The layout of a diagram can also make it easier or more difficult for learners to solve the task at hand. For example, the appropriate use of labels and color coding can help learners identify groupings of elements in the diagram and decrease their overall cognitive load. On the other hand, superfluous elements can increase the cognitive load, for example when data series or variables are completely irrelevant to a given task. Magazines, books and the Internet often contain diagrams supplemented by texts and illustrations to provide additional information or to make the material graphically appealing. Interesting but superfluous additional information, seductive details that are used to make material appealing, can increase the interest of learners, but usually lead to students retaining less of what they have learned.

In my study, I investigated the effects of visual design features on cognitive processes when solving problems with diagrams. I was particularly interested in the following three questions:

  1. Are people able to use the diagram best suited to a given task to complete that task?

  2. Does high data complexity affect the execution and performance of a task, even if additional data is completely irrelevant to the execution of the task?

  3. Does interesting but irrelevant additional content (seductive details) in diagrams affect the handling and performance of people working on diagram reading tasks?

In the following I will go into more detail on the second question.


Eye tracking is a method of studying the spatial temporal distribution of eye movements. In contrast to typical performance measures such as error rates and processing times, eye movement is a (continuous) process measure. Eye movement patterns are used as indicators for underlying cognitive processes. Eye tracking is particularly suitable to study the reading process of diagrams, because spatial structures in diagrams closely correspond to functional structures, so that eye movement patterns can easily be assigned to the underlying work processes. In addi-äwtion, the method is non-invasive and does not lead to additional strain on the working memory.

The effect of irrelevant data on problem solving

We know that the number of data points and data series affects the processing of tasks.
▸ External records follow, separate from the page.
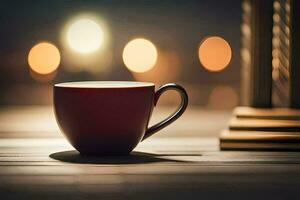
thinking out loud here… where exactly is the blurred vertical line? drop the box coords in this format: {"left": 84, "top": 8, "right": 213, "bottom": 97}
{"left": 241, "top": 0, "right": 273, "bottom": 107}
{"left": 289, "top": 0, "right": 300, "bottom": 108}
{"left": 272, "top": 0, "right": 290, "bottom": 107}
{"left": 240, "top": 0, "right": 251, "bottom": 106}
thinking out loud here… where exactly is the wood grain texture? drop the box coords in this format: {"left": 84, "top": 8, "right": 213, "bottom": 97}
{"left": 1, "top": 106, "right": 300, "bottom": 200}
{"left": 1, "top": 137, "right": 300, "bottom": 200}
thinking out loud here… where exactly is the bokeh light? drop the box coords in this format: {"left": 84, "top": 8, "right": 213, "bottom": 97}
{"left": 28, "top": 42, "right": 60, "bottom": 75}
{"left": 198, "top": 36, "right": 232, "bottom": 72}
{"left": 66, "top": 18, "right": 104, "bottom": 54}
{"left": 123, "top": 38, "right": 158, "bottom": 73}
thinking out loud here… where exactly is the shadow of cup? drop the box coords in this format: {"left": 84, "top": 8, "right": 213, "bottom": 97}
{"left": 50, "top": 150, "right": 186, "bottom": 164}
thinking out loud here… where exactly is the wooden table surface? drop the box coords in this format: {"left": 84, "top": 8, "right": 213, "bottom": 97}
{"left": 1, "top": 106, "right": 300, "bottom": 200}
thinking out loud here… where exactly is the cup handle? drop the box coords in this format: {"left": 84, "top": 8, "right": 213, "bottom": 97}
{"left": 142, "top": 83, "right": 188, "bottom": 141}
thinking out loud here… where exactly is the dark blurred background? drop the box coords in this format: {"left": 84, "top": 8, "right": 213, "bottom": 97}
{"left": 0, "top": 0, "right": 241, "bottom": 108}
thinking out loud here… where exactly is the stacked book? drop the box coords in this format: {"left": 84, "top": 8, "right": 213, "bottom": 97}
{"left": 220, "top": 107, "right": 300, "bottom": 150}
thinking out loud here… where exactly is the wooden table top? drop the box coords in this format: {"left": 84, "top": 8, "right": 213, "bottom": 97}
{"left": 1, "top": 106, "right": 300, "bottom": 200}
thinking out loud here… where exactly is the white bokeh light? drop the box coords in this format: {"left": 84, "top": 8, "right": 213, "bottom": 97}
{"left": 66, "top": 18, "right": 104, "bottom": 54}
{"left": 122, "top": 38, "right": 158, "bottom": 73}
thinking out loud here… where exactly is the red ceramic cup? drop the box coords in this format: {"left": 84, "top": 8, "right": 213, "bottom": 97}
{"left": 54, "top": 81, "right": 188, "bottom": 155}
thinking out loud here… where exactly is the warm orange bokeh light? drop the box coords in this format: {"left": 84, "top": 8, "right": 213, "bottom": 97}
{"left": 28, "top": 42, "right": 61, "bottom": 74}
{"left": 198, "top": 36, "right": 232, "bottom": 72}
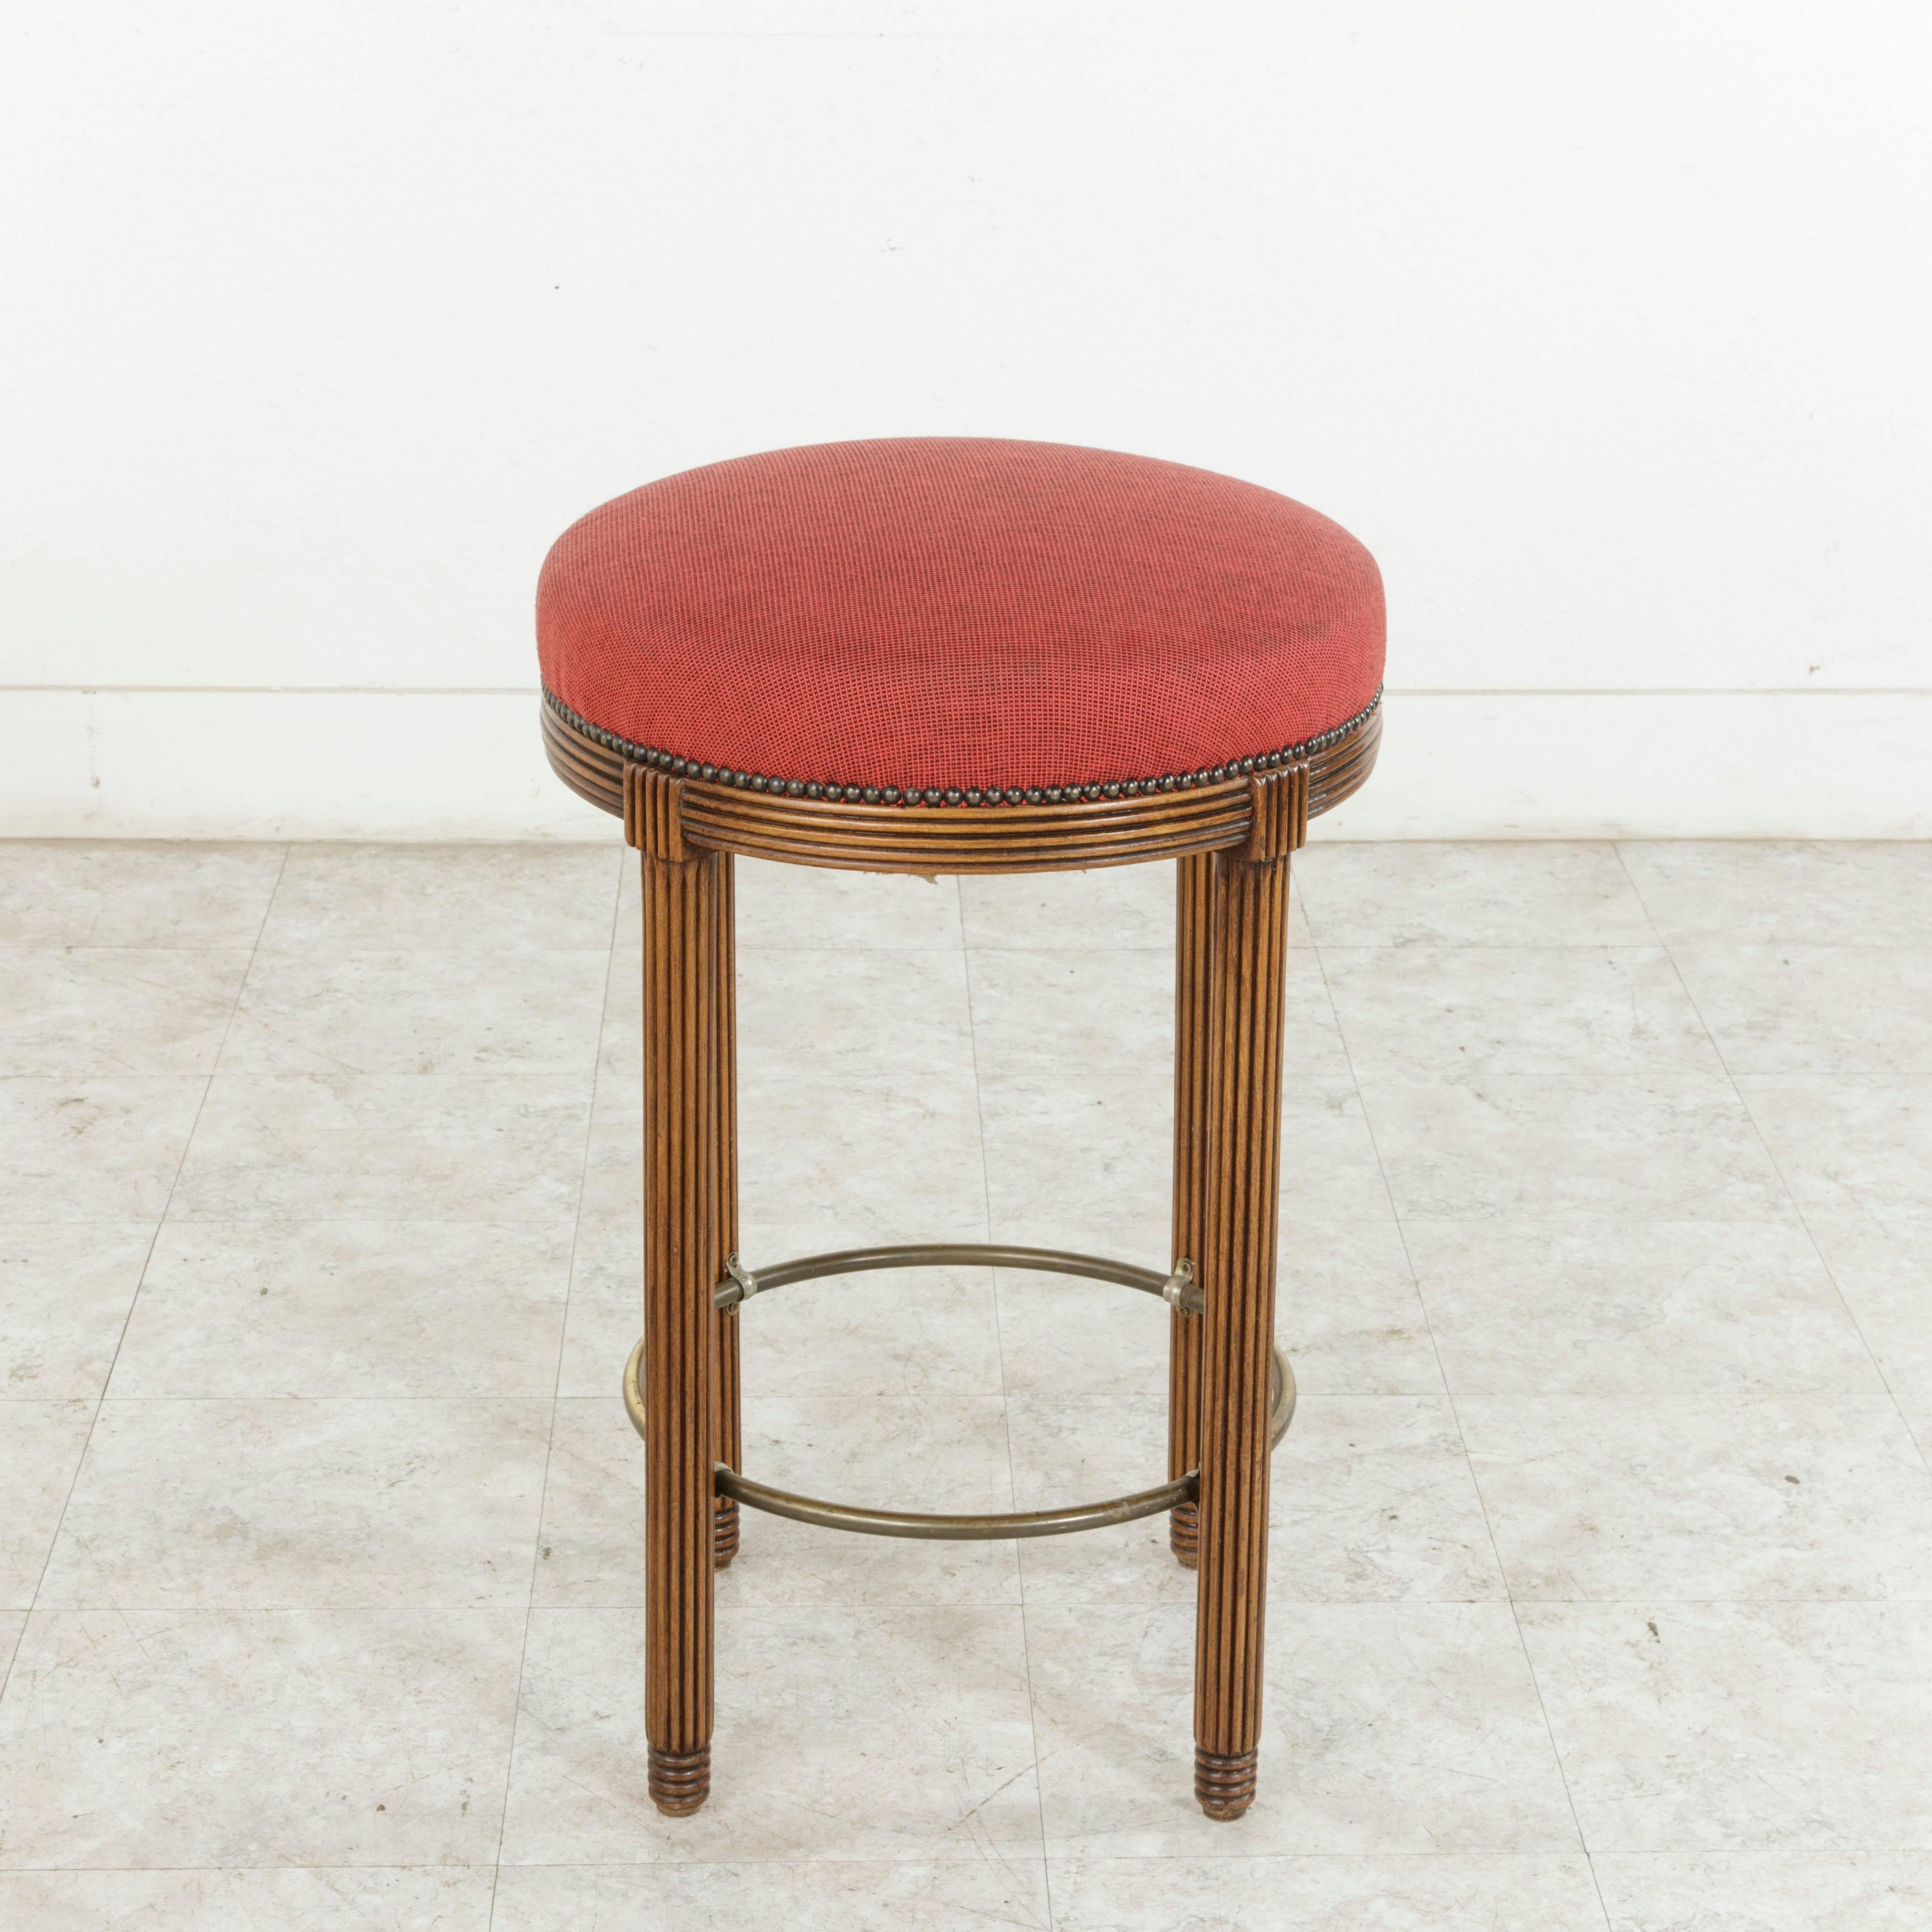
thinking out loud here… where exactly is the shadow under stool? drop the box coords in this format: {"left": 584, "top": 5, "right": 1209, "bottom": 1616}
{"left": 534, "top": 436, "right": 1386, "bottom": 1822}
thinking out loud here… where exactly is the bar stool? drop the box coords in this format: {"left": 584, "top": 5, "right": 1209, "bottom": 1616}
{"left": 536, "top": 437, "right": 1384, "bottom": 1822}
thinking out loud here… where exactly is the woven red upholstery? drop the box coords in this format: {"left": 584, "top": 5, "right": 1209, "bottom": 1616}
{"left": 537, "top": 438, "right": 1383, "bottom": 795}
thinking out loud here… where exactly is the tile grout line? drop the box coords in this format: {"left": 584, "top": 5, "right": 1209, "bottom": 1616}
{"left": 0, "top": 1849, "right": 1677, "bottom": 1871}
{"left": 957, "top": 881, "right": 1057, "bottom": 1925}
{"left": 0, "top": 843, "right": 292, "bottom": 1708}
{"left": 1301, "top": 852, "right": 1616, "bottom": 1932}
{"left": 485, "top": 844, "right": 626, "bottom": 1928}
{"left": 1610, "top": 841, "right": 1932, "bottom": 1479}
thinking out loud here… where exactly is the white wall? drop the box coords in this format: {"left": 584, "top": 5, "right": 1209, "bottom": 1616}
{"left": 3, "top": 1, "right": 1927, "bottom": 839}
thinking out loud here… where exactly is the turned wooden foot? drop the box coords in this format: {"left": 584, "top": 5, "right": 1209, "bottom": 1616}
{"left": 1194, "top": 1745, "right": 1258, "bottom": 1820}
{"left": 648, "top": 1743, "right": 712, "bottom": 1817}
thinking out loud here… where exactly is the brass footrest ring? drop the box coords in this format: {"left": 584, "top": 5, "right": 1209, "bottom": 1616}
{"left": 622, "top": 1243, "right": 1295, "bottom": 1543}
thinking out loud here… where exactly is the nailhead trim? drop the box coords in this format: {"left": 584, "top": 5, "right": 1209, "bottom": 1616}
{"left": 545, "top": 684, "right": 1383, "bottom": 807}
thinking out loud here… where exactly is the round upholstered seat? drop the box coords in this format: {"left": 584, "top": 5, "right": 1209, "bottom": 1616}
{"left": 538, "top": 437, "right": 1383, "bottom": 800}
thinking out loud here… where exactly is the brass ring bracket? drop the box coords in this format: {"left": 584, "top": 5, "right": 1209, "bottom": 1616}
{"left": 622, "top": 1242, "right": 1295, "bottom": 1543}
{"left": 1160, "top": 1257, "right": 1203, "bottom": 1316}
{"left": 716, "top": 1252, "right": 760, "bottom": 1309}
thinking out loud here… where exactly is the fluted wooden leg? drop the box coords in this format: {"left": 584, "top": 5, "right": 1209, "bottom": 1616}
{"left": 1191, "top": 821, "right": 1292, "bottom": 1821}
{"left": 641, "top": 838, "right": 721, "bottom": 1817}
{"left": 712, "top": 855, "right": 742, "bottom": 1570}
{"left": 1167, "top": 854, "right": 1213, "bottom": 1568}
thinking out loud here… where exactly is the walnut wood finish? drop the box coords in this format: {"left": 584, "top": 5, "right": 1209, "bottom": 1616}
{"left": 1191, "top": 771, "right": 1297, "bottom": 1821}
{"left": 584, "top": 717, "right": 1364, "bottom": 1822}
{"left": 631, "top": 758, "right": 742, "bottom": 1567}
{"left": 1170, "top": 762, "right": 1306, "bottom": 1576}
{"left": 1166, "top": 852, "right": 1211, "bottom": 1569}
{"left": 638, "top": 768, "right": 722, "bottom": 1817}
{"left": 681, "top": 781, "right": 1249, "bottom": 875}
{"left": 548, "top": 695, "right": 1378, "bottom": 872}
{"left": 712, "top": 854, "right": 742, "bottom": 1570}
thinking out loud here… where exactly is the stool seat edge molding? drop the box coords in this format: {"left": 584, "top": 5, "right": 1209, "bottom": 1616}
{"left": 544, "top": 690, "right": 1381, "bottom": 873}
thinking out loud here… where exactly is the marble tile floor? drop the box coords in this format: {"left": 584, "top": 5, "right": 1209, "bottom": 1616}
{"left": 1, "top": 836, "right": 1930, "bottom": 1931}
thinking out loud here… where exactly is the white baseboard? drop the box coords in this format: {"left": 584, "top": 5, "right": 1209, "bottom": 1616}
{"left": 1321, "top": 690, "right": 1931, "bottom": 840}
{"left": 0, "top": 687, "right": 1925, "bottom": 841}
{"left": 0, "top": 689, "right": 611, "bottom": 841}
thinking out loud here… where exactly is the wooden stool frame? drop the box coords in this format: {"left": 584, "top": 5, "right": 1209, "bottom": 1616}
{"left": 543, "top": 698, "right": 1381, "bottom": 1822}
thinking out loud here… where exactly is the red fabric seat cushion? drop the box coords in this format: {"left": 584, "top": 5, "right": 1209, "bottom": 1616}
{"left": 537, "top": 437, "right": 1383, "bottom": 796}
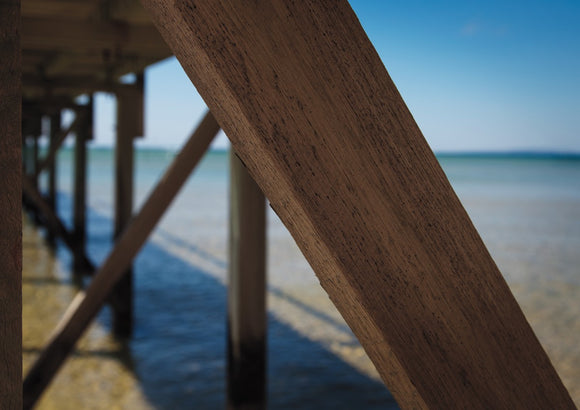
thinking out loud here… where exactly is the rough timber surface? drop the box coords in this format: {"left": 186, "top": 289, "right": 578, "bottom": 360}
{"left": 140, "top": 1, "right": 575, "bottom": 408}
{"left": 0, "top": 0, "right": 22, "bottom": 407}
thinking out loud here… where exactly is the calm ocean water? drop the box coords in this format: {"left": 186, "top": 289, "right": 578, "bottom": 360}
{"left": 26, "top": 147, "right": 580, "bottom": 408}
A higher data complexity leads to longer processing times and in some cases to a higher error rate. This is because human memory is an information processing system with limited resources. Diagram reading can be particularly challenging when data complexity is not appropriate for the given task.

Previous studies did not differentiate or explicitly break down whether the additional data points, which increase complexity, were relevant for the given tasks. If, for example, a trend is to be identified in a data series and this is to be extended by further data points, these must of course be taken into account for the investigation and interpretation of the trend. This means that the inherent complexity of the task is inevitably increased by the addition of further points. On the other hand, there are cases in which additional data points are irrelevant for a task, for example when two data series are given but a task explicitly refers to only one of the two data series. This raises the question of whether task irrelevant data points also increase cognitive load and complicate processing. This is particularly relevant for the use of diagrams in teaching, since teachers sometimes have access to ready-made material that can contain information not relevant for the actual learning objective. The question therefore arises whether additional data increase processing time, error rate and cognitive load even if they are completely irrelevant to the task at hand. There was an assumption that the effects of irrelevant data points differed from those of an irrelevant data series. Because people with additional data points must check the labels on all points to distinguish relevant from irrelevant points, task processing should take more time, be more error-prone, and lead to a higher cognitive load. If an additional - irrelevant - data series is added to an existing data series, a color coding of the legend allows the data points to be grouped into two data series. Therefore, people only need to check the legend to determine which of the two data series is relevant or not relevant for solving a given task. The negative effects of the irrelevant data on the error rate, processing time and cognitive load should therefore be lower than for task irrelevant data points.

In my study, students (N = 60) worked on computerized tasks for column diagrams in the classical multiple-choice format. The diagrams contained either

  a. irrelevant data points,
  b. an irrelevant data series or
  c. no task-irrelevant data.

All test persons received several tasks from each of the three groups (within-subject design). Respondents had to read several data points, compare them and choose the correct one from four answer alternatives to solve the tasks. Eye tracking was used to examine not only the error rate, processing time and cognitive load per task, but also the total fixation times for different areas of the diagram display (task material, labels, axes, relevant data and irrelevant data). The participants of this study submitted an assessment of their skills in diagram reading in a questionnaire.

What interferes more with the processing: irrelevant data points or irrelevant data series?

Small but significant effects of irrelevant data points on the processing time, the error rate and the perceived cognitive load were found during the completion of diagram reading tasks. The presentation of an irrelevant data series, on the other hand, resulted in effects that were initially surprising: For example, large performance losses were observed in the diagram reading tasks when an irrelevant data series could be seen, whereas this could have been easily identified by color coding. Contrary to expectations, participants needed significantly longer to complete the task, made more mistakes and showed a higher cognitive load. The analysis of the eye movement data provided a possible explanation for the initially unexpected findings: If irrelevant data points were visible, subjects spent more time reading the axis labels, as expected, but the same amount of time reading the task and reading the data. If, however, an additional data series could be seen in the diagram, not only the time spent reading the irrelevant data increased, but also the time spent on the task. This indicates that the presence of an additional data series has changed the requirements for the task. People may be confused by the overabundance of information and conclude that there is a reason for additional information. To identify the relevant data series, an additional (and error-prone) work step may have been necessary, namely the re-examination of the task text. Participants seemed to re-examine which data series they actually needed to solve the task.


One can summarize that task irrelevant data points in this study had only a small effect on the completion of diagram reading tasks. However, additional data series significantly changed the processing of the task and led to substantial performance losses. Therefore, it is reasonable that unnecessary cognitive stress in learning materials can be prevented by limiting representations to relevant data series or variables.